にやにや笑う朔に文句を言われ、花礫に冷たい目で見られ今夜の予定をキャンセルされたため、與儀は焦って弁解する。

「イヴァさんって……。また取材の話?僕は絶対に受けないからね!」


喰はそう言い放つとスタジオを出ていってしまった。


「あーあ。またイヴァさんに怒られるよ」
「アイツは頑固だからな」
「……別に取材なんか受けなくても良いんじゃね?俺も受けたくないし…」
「ダメなの!!喰くんのファンの子が待ってるんだよ?花礫くんだって、作曲もしてるんだからちゃんと自分の作品について語ってよね!」

與儀は花礫にも注意をすると、朔に向き直り、質問した。

「朔さん、喰くんの従兄弟でしょう?喰くんって、なんであんなにベース上手いのに自覚ないの?もっと自信もっても良いのに……」
「ん? そうだな、もう10年くらい前か……」


***

「ツキ兄ぃ!コレなぁに?」

朔の部屋に遊びに来ていた喰は部屋に立て掛けてあった大きなケースに目をやり質問した。

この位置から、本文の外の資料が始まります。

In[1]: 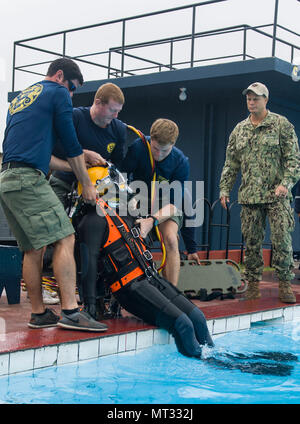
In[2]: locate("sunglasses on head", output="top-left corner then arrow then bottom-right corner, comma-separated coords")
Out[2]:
68,80 -> 77,93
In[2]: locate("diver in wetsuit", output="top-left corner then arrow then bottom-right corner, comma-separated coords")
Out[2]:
77,169 -> 298,376
77,166 -> 213,357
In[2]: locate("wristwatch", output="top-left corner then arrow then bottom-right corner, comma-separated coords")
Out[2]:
147,215 -> 158,227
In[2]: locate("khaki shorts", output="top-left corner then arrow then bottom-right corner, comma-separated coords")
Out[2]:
0,168 -> 74,252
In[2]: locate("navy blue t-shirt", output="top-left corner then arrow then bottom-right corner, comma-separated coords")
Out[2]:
121,137 -> 190,193
3,80 -> 82,175
53,107 -> 127,184
121,136 -> 197,253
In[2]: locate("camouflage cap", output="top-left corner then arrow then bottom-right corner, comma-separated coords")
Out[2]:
243,82 -> 269,98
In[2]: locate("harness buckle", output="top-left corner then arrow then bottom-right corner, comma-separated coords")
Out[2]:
131,227 -> 141,238
143,249 -> 153,261
145,266 -> 152,280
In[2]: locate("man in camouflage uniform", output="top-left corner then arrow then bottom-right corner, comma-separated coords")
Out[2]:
220,83 -> 300,303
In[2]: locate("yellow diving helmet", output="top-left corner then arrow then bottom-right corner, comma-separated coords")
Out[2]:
77,166 -> 112,196
77,162 -> 131,196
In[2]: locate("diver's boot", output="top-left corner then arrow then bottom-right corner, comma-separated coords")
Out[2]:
278,281 -> 296,303
83,303 -> 99,321
245,281 -> 260,300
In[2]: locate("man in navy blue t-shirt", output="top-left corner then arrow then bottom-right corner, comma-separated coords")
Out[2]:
0,58 -> 107,331
50,83 -> 127,206
121,119 -> 200,286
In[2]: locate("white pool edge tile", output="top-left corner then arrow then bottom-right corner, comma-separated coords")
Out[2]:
0,305 -> 300,377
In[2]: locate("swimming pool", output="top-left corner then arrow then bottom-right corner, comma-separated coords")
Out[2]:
0,321 -> 300,404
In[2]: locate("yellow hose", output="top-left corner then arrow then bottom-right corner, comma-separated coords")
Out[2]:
127,125 -> 166,272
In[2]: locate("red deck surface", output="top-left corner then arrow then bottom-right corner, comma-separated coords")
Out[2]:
0,270 -> 300,354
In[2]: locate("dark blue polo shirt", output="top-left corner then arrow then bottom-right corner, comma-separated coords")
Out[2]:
121,136 -> 197,253
53,107 -> 127,184
3,80 -> 82,174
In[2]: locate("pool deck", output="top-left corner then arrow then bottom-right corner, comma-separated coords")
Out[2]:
0,268 -> 300,375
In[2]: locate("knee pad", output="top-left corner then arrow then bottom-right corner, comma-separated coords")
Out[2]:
173,314 -> 202,357
188,307 -> 214,347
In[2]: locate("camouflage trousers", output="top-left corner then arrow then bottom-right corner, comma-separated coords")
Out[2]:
241,199 -> 295,281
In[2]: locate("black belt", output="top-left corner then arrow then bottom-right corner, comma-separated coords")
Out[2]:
1,161 -> 34,172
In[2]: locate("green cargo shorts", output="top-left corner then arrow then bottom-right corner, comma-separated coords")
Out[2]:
0,168 -> 74,252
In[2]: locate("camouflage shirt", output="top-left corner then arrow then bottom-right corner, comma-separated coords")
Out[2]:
220,111 -> 300,204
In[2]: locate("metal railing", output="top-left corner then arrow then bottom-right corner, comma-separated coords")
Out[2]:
12,0 -> 300,91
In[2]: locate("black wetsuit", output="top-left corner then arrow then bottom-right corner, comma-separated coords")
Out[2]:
78,207 -> 213,357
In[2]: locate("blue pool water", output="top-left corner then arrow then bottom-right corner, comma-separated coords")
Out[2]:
0,322 -> 300,404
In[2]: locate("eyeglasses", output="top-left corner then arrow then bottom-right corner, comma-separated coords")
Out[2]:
68,80 -> 77,93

「ん?ああ、それはベースって言う楽器だよ。バンドメンバーがお古をくれたんだ」

高校でバンドを組んでいる朔はドラムをしている。
小学生の喰は朔のライブを一度も見たことはないが、バンドメンバーとは何度か会ったことがあったため、納得し、ベースを興味深そうに見つめていた。

(平門さんが持ってたおっきな楽器だよね……)


「おっ、喰。興味あるか?なんならそれあげてもいーぞ?」
「………良いの?」
「おう。でも、俺は教えれないけどな。今度平門にでも頼んでみるか」
「本当? ツキ兄、ありがとう」

喰はさっそくベースをケースから出し、一つ弦を弾いた。

ボーン♪

「おお。すごいね!音が出たよ!」
「ああ、出たな。でも、お前にはちと大きすぎるな…」


ベースと同じくらいしか身長のない喰が一生懸命楽器を持つ姿はとても愛らしい。
しかし、子供が持つにはこのベースは大きすぎるようだ。喰をすっぽりと隠してしまっている。

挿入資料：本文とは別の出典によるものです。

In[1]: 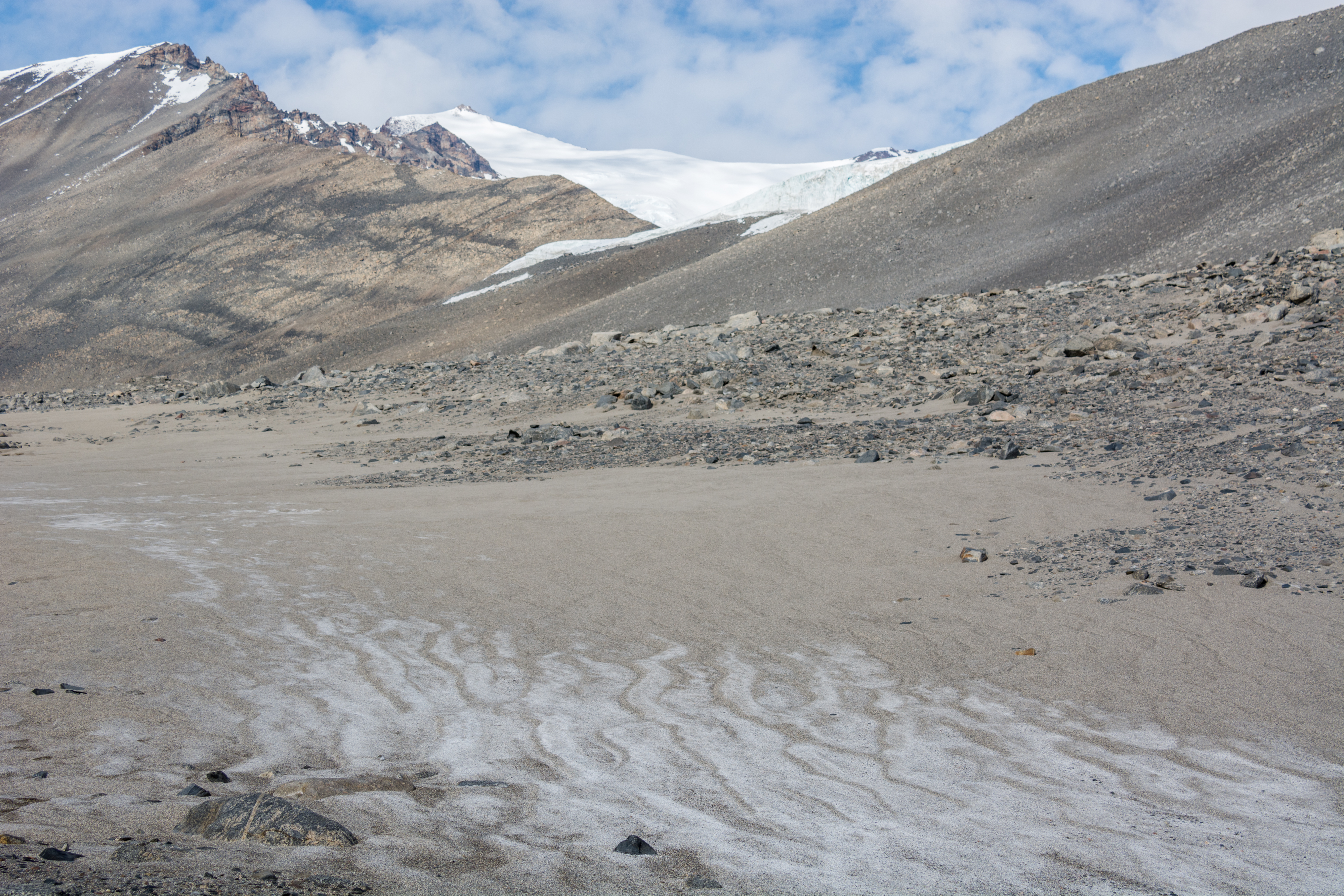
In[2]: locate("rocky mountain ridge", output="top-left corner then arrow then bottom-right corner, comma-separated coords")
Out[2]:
0,44 -> 648,387
0,43 -> 499,179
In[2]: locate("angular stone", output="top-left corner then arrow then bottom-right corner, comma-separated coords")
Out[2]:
173,794 -> 359,846
271,775 -> 415,799
696,371 -> 732,388
187,380 -> 242,399
1042,336 -> 1094,357
612,834 -> 659,856
112,841 -> 167,862
1285,281 -> 1317,305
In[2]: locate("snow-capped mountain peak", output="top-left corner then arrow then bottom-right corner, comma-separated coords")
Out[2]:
384,103 -> 851,227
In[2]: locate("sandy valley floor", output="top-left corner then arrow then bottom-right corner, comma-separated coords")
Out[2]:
0,407 -> 1344,893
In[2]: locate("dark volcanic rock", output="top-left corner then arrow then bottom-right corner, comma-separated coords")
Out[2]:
173,794 -> 359,846
612,834 -> 659,856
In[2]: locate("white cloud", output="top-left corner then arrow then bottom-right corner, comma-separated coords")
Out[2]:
0,0 -> 1328,161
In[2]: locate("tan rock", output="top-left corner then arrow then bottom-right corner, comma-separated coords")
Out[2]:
1312,227 -> 1344,249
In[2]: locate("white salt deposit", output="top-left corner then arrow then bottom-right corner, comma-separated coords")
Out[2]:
11,486 -> 1344,893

喰は朔に子供扱いされ不満気だが、事実、一人ではこのベースを持ち運べないと理解しているため、ほっぺを膨らまし拗ねるだけに終わった。


「……良いもん。弾けたら良いんでしょ?ツキ兄、教本買って?」
「(可愛いな…)ああ、良いぜ。平門には明日にでも教えて貰おうな」

喰がベースのネックを持ちながら上目使いでおねだりしたため、朔は顔を崩しながらも喰の欲しいものを買ってやることになった。


朔が原付を飛ばして買ってきた教本は、子供でも分かりやすいと店員に勧められたものだった。

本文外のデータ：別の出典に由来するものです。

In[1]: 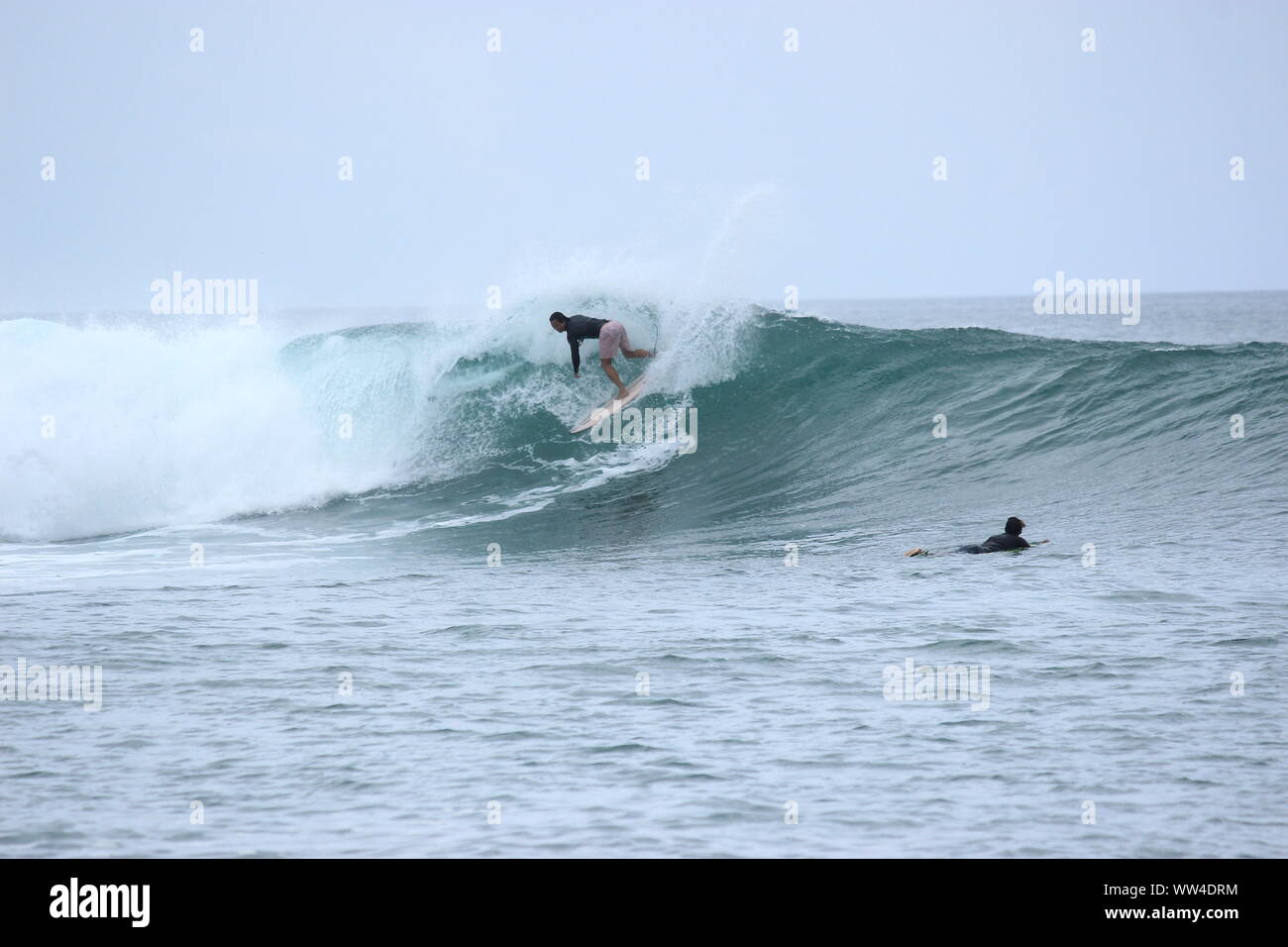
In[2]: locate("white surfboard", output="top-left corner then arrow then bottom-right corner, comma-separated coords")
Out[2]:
568,374 -> 645,434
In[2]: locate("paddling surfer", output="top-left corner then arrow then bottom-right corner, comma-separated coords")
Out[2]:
905,517 -> 1051,556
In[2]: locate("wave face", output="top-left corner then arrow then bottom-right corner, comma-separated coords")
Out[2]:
0,297 -> 1288,548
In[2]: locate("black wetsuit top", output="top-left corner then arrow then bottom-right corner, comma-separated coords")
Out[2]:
564,316 -> 608,374
957,532 -> 1029,553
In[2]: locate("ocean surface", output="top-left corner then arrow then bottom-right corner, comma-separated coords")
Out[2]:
0,292 -> 1288,857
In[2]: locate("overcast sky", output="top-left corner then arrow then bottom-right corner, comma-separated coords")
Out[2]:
0,0 -> 1288,313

喰は嬉しそうに本を抱えると、勉強するからと自室へ帰っていった。

「あ、おいっ!喰!ベース忘れてるぞ!?」

それから暫くは朔は喰のベース持ちになっていた。







「んと…ここがこうで……」
「喰、勉強熱心だな。さっき平門にも連絡したから明日はみっちり教えてもらえよ〜」

喰の部屋で教本と向き合う姿を見ていた朔は、その真剣さに心を打たれ、平門に指導の約束を早急に取り付けた。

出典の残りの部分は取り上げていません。